Annual demand for lithium compounds has grown 10% since 2000. Demand for battery grade lithium has increased over 17% each year since 2007 and lithium prices have seen a four-fold increase since 2000. Lithium is truly an important commodity in today’s economy and will be in the future as well.

“The results of this study show lithium occurs in low levels in soils, groundwater and rocks across Wyoming. One small deposit of spodumene, a lithium enriched mineral, occurs in the Rattlesnake Hills in southwestern Natrona County,” says Karl Taboga, WSGS hydrogeologist. “Small amounts of spodumene were mined at that site during World War II, but the deposit is likely too small to be of interest today,” he says.

For this report, WSGS reviewed geochemical data for nearly 68,000 Wyoming sediment, soil, rock and water samples obtained from seven state and federal databases. Additionally, WSGS geologists collected 697 rock and soil samples. The 25-page report, “Lithium Resources in Wyoming, Report of Investigations No. 69,” is available as a free download on the WSGS website:  The online report includes color photos and geologic maps of lithium locations throughout the state as well as files with lithium concentration data, locations and geologic settings for field and historical samples.

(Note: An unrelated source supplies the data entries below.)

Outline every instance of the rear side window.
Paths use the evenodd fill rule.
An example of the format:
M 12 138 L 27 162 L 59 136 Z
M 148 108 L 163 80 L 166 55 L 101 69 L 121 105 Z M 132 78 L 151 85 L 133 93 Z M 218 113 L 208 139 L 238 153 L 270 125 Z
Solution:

Currently, most of the world’s lithium is produced from shallow brine deposits that underlie saline lakes in the Atacama Desert of South America, and from a spodumene mine in Australia. Chile, Australia, China, and Argentina produce most of the world’s lithium compounds while minor amounts are produced by Portugal, Brazil and Zimbabwe (United States Geological Survey).

Production in the U.S. is limited to a single brine operation in Silver Peak, Nevada. It is expected that mineral companies will look for other sources of lithium in North America as industrial demands grow. Recycling, too, will probably provide additional sources although the technology is in the early stage of development.

Lithium is the earth’s 25th most abundant element. It is present in many geologic materials but almost always in low concentrations. Metallic lithium is so reactive with water and air that it does not occur naturally in its pure state, but only in the form of various salts.

Lithium was first identified as a new element in the early 1800s. The first major commercial use for lithium was for lithium based aviation lubricants (lithium greases) during WWII. In the following decades, commercial applications for lithium were developed by the glass making, ceramic, cement and aluminum smelting industries. Since 2007, the demand for lithium compounds has risen dramatically for use in the rechargeable batteries that power many small, portable electrical devices such as cell phones, digital cameras, cordless power tools, laptop computers and the growing number of electric and hybrid powered vehicles.